There is a place and a function for everything. While litter boxes act as litter boxes, couches and beds are meant to be used for relaxing, sleeping, and (if we’re lucky) for cats to cuddle. We expect to find cat urine in the litter box, not where we relax and nap. But what about a cat peeing on the bed or couch?
A cat who pees on the bed or couch is not intentionally naughty or seeking revenge. Cats who urinate in the wrong places should never be punished – there are legitimate reasons for this behavior problem. A cat peeing on the bed sends a message to everyone in the household that there is a problem that requires immediate attention. If you’ve ever asked yourself, “Why does my cat pee on the bed?” or: “Why does my cat pee on the couch?” We found some reasons and ways you can solve the problems!
1. Your cat peeing on the bed or couch is a sign of a medical problem
If your cat has a behavior disorder or has a behavior change, get a veterinarian to examine it as soon as possible. There are no exceptions to this rule, and that includes a cat peeing on the bed.
Many serious medical problems can cause cats to avoid using litter boxes. A short list includes urinary tract infections, diabetes and arthritis, and a host of other painful and serious conditions.

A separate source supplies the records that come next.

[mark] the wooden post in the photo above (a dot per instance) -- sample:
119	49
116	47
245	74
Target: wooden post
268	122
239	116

2. Urinating in high places feels safe for your cat
What do sofas, beds, chairs and counters have in common? They have surfaces that are higher than the ground and have good views. The height is perfect for kittens to identify and escape potential threats and stressors. Survival is a priority – it’s instinctual, cats of course don’t want to be ambushed.
Sometimes your cat peeing on the bed or couch will tell you that these places feel safer than their litter box. It is more difficult for other animals to corner and trap cats in elevated areas because the culprits are easy to see.
3. A cat peeing on the bed or couch indicates problems with the litter box
Sometimes a cat who pees on the bed or couch is the cat parents’ fault. The cats just don’t feel safe with their litter boxes. From the point of view of cats, the locations and types of crates can be set up so that other animals can corner them and possibly catch them.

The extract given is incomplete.